Regarding the order: would you mind explaining how it would be possible to first get is_cancelled and then afterwards get Pending? I can't see this flow path right now...

[Ten0]

I think the reason was that Notified is susceptible to spurious wakeups.

I can't see anywhere that it's susceptible to spurious wake ups though (unless those are explicitly triggered by the tree implem).
That being said if indeed Notified is susceptible to such (explicit?) spurious wakeups and cant't be re-polled after it has been notified then I understand this.

Thanks! :)

would you mind explaining how it would be possible to first get is_cancelled and then afterwards get Pending? I can't see this flow path right now...

My original message was saying the alternate implementation seems to preserve the properties that this still can't happen (for the reasons in the comment in the code). I'm not sure what you're referring to.

[Finomnis]

Ah OK never mind then, I must have misunderstood your original comment then :)

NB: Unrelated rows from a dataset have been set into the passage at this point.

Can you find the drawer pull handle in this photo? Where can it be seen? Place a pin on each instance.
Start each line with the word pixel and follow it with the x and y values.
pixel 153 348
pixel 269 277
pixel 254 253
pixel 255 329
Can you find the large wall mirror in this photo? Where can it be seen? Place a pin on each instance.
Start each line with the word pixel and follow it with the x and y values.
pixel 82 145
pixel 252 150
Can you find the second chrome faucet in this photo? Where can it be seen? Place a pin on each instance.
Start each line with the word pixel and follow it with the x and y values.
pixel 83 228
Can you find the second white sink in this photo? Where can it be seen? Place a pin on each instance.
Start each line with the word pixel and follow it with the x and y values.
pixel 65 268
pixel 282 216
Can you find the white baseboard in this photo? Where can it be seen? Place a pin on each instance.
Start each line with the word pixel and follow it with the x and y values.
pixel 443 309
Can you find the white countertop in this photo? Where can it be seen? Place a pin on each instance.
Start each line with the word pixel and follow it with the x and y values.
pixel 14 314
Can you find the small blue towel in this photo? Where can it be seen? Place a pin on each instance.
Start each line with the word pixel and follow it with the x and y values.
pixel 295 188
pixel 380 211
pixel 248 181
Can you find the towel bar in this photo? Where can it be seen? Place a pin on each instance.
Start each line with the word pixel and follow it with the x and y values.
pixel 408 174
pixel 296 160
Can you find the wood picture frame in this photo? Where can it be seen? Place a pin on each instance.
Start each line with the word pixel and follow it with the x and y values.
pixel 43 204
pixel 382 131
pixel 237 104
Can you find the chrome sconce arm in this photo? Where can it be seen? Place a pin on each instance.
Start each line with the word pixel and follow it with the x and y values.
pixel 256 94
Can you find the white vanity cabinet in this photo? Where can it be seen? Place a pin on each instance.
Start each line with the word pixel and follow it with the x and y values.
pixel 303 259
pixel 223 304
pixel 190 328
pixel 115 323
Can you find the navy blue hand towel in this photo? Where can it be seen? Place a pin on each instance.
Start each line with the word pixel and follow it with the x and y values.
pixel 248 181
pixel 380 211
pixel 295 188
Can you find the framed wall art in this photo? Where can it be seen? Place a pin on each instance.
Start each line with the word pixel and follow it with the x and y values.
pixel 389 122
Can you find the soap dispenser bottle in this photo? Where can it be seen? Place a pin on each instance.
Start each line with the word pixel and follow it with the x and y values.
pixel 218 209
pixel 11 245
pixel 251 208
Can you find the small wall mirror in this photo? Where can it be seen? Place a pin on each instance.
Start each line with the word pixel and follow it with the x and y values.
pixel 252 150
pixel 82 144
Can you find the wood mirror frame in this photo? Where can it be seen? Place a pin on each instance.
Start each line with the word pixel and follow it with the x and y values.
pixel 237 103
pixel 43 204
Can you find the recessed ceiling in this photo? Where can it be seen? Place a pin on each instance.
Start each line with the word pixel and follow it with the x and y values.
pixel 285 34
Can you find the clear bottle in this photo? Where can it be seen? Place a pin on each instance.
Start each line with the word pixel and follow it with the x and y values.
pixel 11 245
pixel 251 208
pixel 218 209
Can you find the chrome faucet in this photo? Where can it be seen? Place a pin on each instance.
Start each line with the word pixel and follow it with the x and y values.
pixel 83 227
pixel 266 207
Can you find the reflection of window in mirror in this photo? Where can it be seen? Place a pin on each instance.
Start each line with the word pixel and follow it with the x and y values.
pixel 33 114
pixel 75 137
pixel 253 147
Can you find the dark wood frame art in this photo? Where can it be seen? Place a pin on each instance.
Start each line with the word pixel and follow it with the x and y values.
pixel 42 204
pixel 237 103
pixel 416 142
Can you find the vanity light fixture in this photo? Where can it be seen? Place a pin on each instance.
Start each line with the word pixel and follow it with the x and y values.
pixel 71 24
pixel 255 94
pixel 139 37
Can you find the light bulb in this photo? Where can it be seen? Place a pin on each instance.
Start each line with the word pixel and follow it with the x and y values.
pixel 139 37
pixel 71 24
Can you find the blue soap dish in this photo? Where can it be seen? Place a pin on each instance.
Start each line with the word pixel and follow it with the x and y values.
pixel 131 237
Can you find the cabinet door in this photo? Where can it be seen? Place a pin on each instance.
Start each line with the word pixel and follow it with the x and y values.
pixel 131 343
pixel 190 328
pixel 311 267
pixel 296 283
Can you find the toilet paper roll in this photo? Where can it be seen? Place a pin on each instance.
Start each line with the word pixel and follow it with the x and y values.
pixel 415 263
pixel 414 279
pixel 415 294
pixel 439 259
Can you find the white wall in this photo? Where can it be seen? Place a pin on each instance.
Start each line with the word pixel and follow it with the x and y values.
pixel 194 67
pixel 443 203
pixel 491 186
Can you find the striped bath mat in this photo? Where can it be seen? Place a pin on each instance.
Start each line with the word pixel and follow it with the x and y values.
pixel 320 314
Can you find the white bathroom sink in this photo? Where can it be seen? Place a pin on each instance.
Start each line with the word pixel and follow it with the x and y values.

To my understanding Notified is meant to signal that some information changed and had to be re-evaluated. It is not meant to actually propagate said information.

[Ten0]

To my understanding Notified is meant to signal that some information changed and had to be re-evaluated. It is not meant to actually propagate said information.

When said information is a boolean that can only go from false to true that might be enough. But I get the will for consistency.

[Darksonn]

The implementation of Notified can indeed result in spurious wakeups. I don't think the cases where it can happen actually matter for this particular use-case, but I prefer to not rely on that implementation detail.

[Ten0]

Alright, thanks! Might be worth mentioning those in the documentation then (did I miss them?).